When dissolved in water, iron(III) chloride undergoes hydrolysis and gives off heat in an exothermic reaction. The resulting brown, acidic, and corrosive solution is used as a coagulant in sewage treatment and drinking water production, and as an etchant for copper-based metals in printed circuit boards. Anhydrous iron(III) chloride is a fairly strong Lewis acid, and it is used as a catalyst in organic synthesis.

Chemical and physical properties

Iron(III) chloride has a relatively low melting point and boils at around 315 °C. The vapour consists of the dimer Fe2Cl6 (compare aluminium chloride) which increasingly dissociates into the monomeric FeCl3 (D3h point group molecular symmetry) at higher temperature, in competition with its reversible decomposition to give iron(II) chloride and chlorine gas.[1]


Iron(III) chloride is a moderately strong Lewis acid, forming adducts with Lewis bases such as triphenylphosphine oxide, e.g.
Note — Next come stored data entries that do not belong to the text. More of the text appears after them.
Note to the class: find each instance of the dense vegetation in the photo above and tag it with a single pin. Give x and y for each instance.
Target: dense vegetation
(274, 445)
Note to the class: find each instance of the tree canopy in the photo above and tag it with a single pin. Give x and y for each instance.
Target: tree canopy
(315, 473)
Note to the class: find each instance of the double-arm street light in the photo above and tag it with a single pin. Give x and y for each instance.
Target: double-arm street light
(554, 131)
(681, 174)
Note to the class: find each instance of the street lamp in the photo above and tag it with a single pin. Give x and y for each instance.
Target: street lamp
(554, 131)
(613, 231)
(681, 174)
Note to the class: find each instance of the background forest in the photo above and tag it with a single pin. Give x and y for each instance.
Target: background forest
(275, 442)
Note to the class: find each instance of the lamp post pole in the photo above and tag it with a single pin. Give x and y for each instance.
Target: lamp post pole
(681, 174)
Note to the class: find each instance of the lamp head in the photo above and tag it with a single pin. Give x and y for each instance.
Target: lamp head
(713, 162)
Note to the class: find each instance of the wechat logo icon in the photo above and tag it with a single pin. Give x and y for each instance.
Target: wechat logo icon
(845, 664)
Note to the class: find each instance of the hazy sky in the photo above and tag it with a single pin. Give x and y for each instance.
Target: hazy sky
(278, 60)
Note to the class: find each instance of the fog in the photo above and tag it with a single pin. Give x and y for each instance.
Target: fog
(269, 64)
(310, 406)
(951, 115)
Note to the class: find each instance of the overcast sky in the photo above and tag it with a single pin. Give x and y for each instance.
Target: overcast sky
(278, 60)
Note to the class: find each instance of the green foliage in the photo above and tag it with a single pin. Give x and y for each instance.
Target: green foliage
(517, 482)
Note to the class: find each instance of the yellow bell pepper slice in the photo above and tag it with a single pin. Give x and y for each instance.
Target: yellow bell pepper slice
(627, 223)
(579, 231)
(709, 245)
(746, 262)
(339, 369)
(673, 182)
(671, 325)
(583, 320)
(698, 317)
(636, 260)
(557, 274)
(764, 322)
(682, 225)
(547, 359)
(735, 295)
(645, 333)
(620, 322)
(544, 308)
FeCl3(OPPh3)2 where Ph = phenyl.

Iron(III) chloride reacts with other chloride salts to give the yellow tetrahedral FeCl4 ion. Salts of FeCl4 in hydrochloric acid can be extracted into diethyl ether.

When heated with iron(III) oxide at 350 °C, iron(III) chloride gives iron oxychloride, a layered solid and intercalation host.

FeCl3 + Fe2O3 → 3 FeOCl

In the presence of base, alkali metal alkoxides react to give the dimeric complexes:

2 FeCl3 + 6 C2H5OH + 6 NH3 → (Fe(OC2H5)3)2 + 6 NH4Cl

Oxalates react rapidly with aqueous iron(III) chloride to give [Fe(C2O4)3]3−. Other carboxylate salts form complexes, e.g. citrate and tartrate.
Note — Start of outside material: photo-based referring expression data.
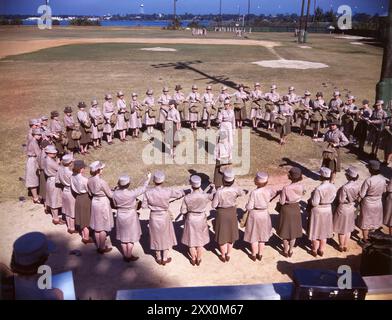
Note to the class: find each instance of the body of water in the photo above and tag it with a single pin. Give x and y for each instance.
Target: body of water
(128, 23)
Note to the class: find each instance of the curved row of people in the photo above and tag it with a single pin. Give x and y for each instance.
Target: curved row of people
(89, 202)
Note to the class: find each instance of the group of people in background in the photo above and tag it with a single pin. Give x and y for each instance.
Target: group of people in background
(59, 181)
(360, 124)
(87, 203)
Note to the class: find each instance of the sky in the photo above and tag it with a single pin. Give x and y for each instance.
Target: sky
(101, 7)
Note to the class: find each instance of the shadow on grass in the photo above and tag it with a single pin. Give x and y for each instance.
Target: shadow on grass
(305, 171)
(189, 65)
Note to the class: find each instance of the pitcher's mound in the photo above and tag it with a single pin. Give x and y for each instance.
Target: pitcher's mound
(291, 64)
(159, 49)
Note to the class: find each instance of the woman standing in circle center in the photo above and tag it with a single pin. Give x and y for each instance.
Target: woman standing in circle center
(226, 224)
(82, 200)
(162, 236)
(344, 218)
(259, 227)
(101, 212)
(290, 222)
(320, 224)
(127, 222)
(196, 232)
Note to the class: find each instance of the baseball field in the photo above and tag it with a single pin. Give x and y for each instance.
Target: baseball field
(45, 70)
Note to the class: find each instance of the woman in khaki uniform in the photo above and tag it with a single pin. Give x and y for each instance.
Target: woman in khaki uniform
(223, 156)
(82, 200)
(258, 228)
(53, 190)
(69, 123)
(97, 122)
(85, 128)
(33, 152)
(372, 190)
(135, 122)
(109, 115)
(101, 212)
(67, 197)
(162, 236)
(122, 113)
(320, 221)
(344, 217)
(290, 220)
(388, 207)
(196, 232)
(57, 132)
(226, 224)
(127, 222)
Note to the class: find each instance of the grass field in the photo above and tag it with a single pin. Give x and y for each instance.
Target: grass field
(33, 84)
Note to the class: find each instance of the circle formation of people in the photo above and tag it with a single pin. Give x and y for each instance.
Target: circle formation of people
(57, 180)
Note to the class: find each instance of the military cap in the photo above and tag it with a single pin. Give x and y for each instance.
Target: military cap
(325, 172)
(50, 149)
(159, 177)
(228, 175)
(124, 180)
(67, 158)
(261, 177)
(96, 165)
(68, 109)
(195, 181)
(82, 105)
(352, 172)
(374, 164)
(54, 114)
(36, 132)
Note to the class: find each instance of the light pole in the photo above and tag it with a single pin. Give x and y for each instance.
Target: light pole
(220, 13)
(248, 18)
(384, 87)
(301, 20)
(306, 23)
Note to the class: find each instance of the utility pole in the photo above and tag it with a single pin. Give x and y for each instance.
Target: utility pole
(300, 33)
(384, 87)
(220, 13)
(306, 23)
(248, 19)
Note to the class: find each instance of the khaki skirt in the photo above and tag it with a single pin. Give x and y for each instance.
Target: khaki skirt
(72, 144)
(240, 114)
(128, 226)
(161, 229)
(82, 210)
(226, 225)
(320, 223)
(85, 136)
(290, 222)
(258, 227)
(196, 233)
(68, 202)
(42, 184)
(344, 218)
(31, 174)
(53, 194)
(388, 210)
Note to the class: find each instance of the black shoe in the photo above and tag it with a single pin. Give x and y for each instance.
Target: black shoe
(222, 258)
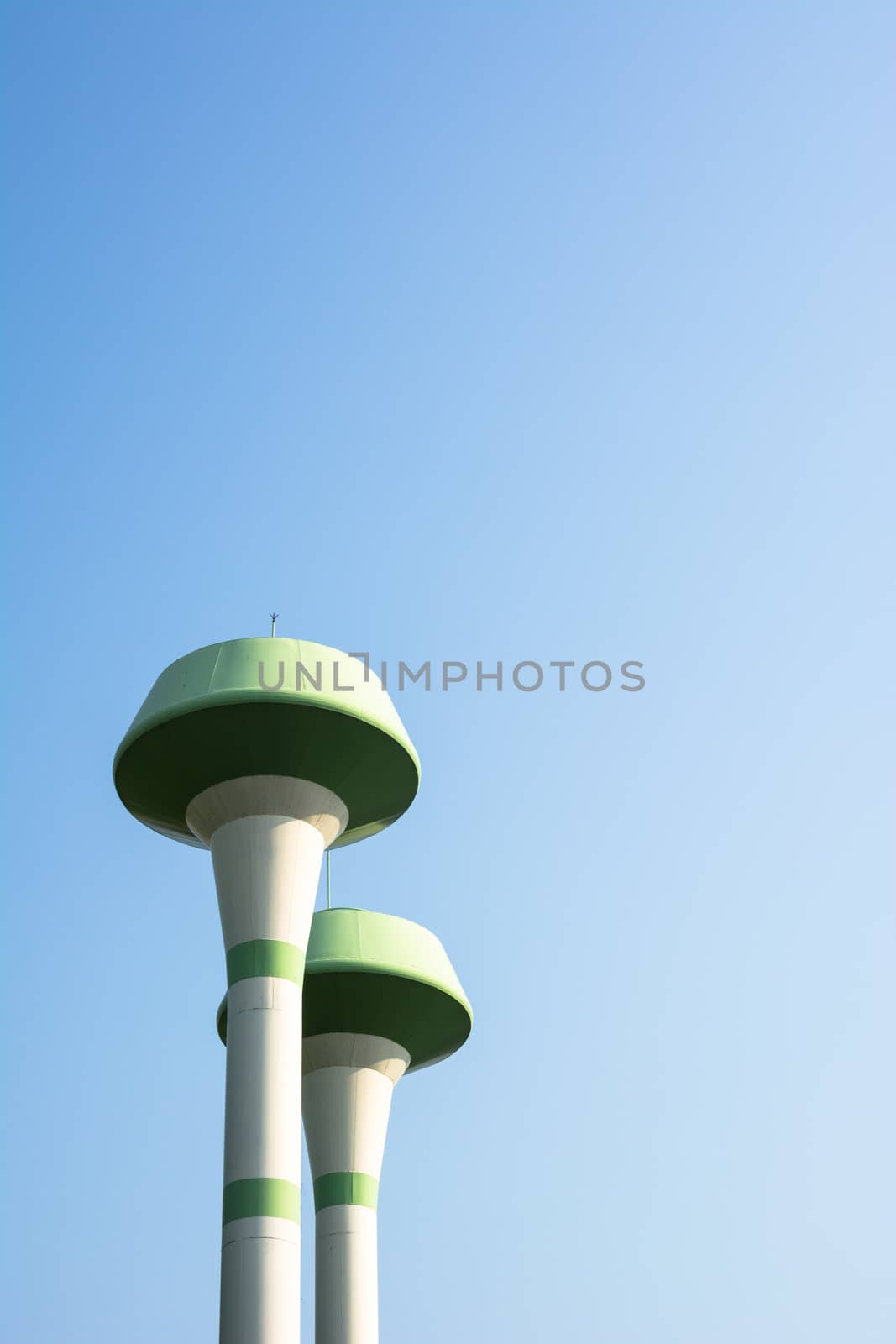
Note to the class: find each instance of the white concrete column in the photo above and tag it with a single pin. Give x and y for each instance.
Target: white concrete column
(347, 1099)
(268, 837)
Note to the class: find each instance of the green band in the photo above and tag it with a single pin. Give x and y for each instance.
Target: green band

Iron(III) chloride is a mild oxidising agent, for example capable of oxidising copper(I) chloride to copper(II) chloride. Reducing agents such as hydrazine convert iron(III) chloride to complexes of iron(II).


Iron(III) chloride adopts the BI3 structure, which features octahedral Fe(III) centres interconnected by two-coordinate chloride ligands.

Preparation and production

Anhydrous iron(III) chloride may be prepared by union of the elements:[2]

2 Fe(s) + 3 Cl2(g) → 2 FeCl3(s)

Solutions of iron(III) chloride are produced industrially both from iron and from ore, in a closed-loop process.

  1. Dissolving pure iron in a solution of iron(III) chloride
    Fe(s) + 2 FeCl3(aq) → 3 FeCl2(aq)
  2. Dissolving iron ore in hydrochloric acid
    Fe3O4(s) + 8 HCl(aq) → FeCl2(aq) + 2 FeCl3(aq) + 4 H2O
  3. Upgrading the iron(II) chloride with chlorine
    2 FeCl2(aq) + Cl2(g) → 2 FeCl3(aq)

Alternatively, iron(II) chloride can be oxidised with sulfur dioxide:

32 FeCl2 + 8 SO2 + 32 HCl → 32 FeCl3 + S8 + 16 H2O

Hydrated iron(III) chloride can be converted to the anhydrous salt by heating with thionyl chloride. The hydrate cannot be converted to anhydrous iron(III) chloride by only heat, as instead HCl is evolved and iron oxychloride forms.



In industrial application, iron(III) chloride is used in sewage treatment and drinking water production, where FeCl3 in slightly basic water reacts with the hydroxide ion to form a floc of iron(III) hydroxide, or more correctly formulated as FeO(OH)-, that can remove suspended materials.

Fe3+ + 4 OH- → Fe(OH)4- → FeO(OH)2-.H2O

Another important application of iron(III) chloride is etching copper in two-step redox reaction to copper(I) chloride and then to copper(II) chloride in the production of printed circuit boards.[3]

FeCl3 + Cu → FeCl2 + CuCl
FeCl3 + CuCl → FeCl2 + CuCl2

Iron(III) chloride is used as catalyst for the reaction of ethylene with chlorine, forming ethylene dichloride (1,2-dichloroethane), an important commodity chemical, which is mainly used for the industrial production of vinyl chloride, the monomer for making PVC.

H2C=CH2 + Cl2 → ClCH2CH2Cl

Laboratory use

In the laboratory iron(III) chloride is commonly employed as a Lewis acid for catalysing reactions such as chlorination of aromatic compounds and Friedel-Crafts reaction of aromatics. It is less powerful than aluminium chloride, but in some cases this mildness leads to higher yields, for example in the alkylation of benzene:

Iron(III) chloride as a catalyst

The "ferric chloride test" is a traditional colorimetric test for phenols, which uses a 1% iron(III) chloride solution that has been neutralised with sodium hydroxide until a slight precipitate of FeO(OH) is formed.[4] The mixture is filtered before use. The organic substance is dissolved in water, methanol or ethanol, then the neutralised iron(III) chloride solution is added—a transient or permanent coloration (usually purple, green or blue) indicates the presence of a phenol or enol.

Other uses

Iron(III) chloride is sometimes used by American coin collectors to identify the dates of Buffalo nickels that are so badly worn that the date is no longer visible.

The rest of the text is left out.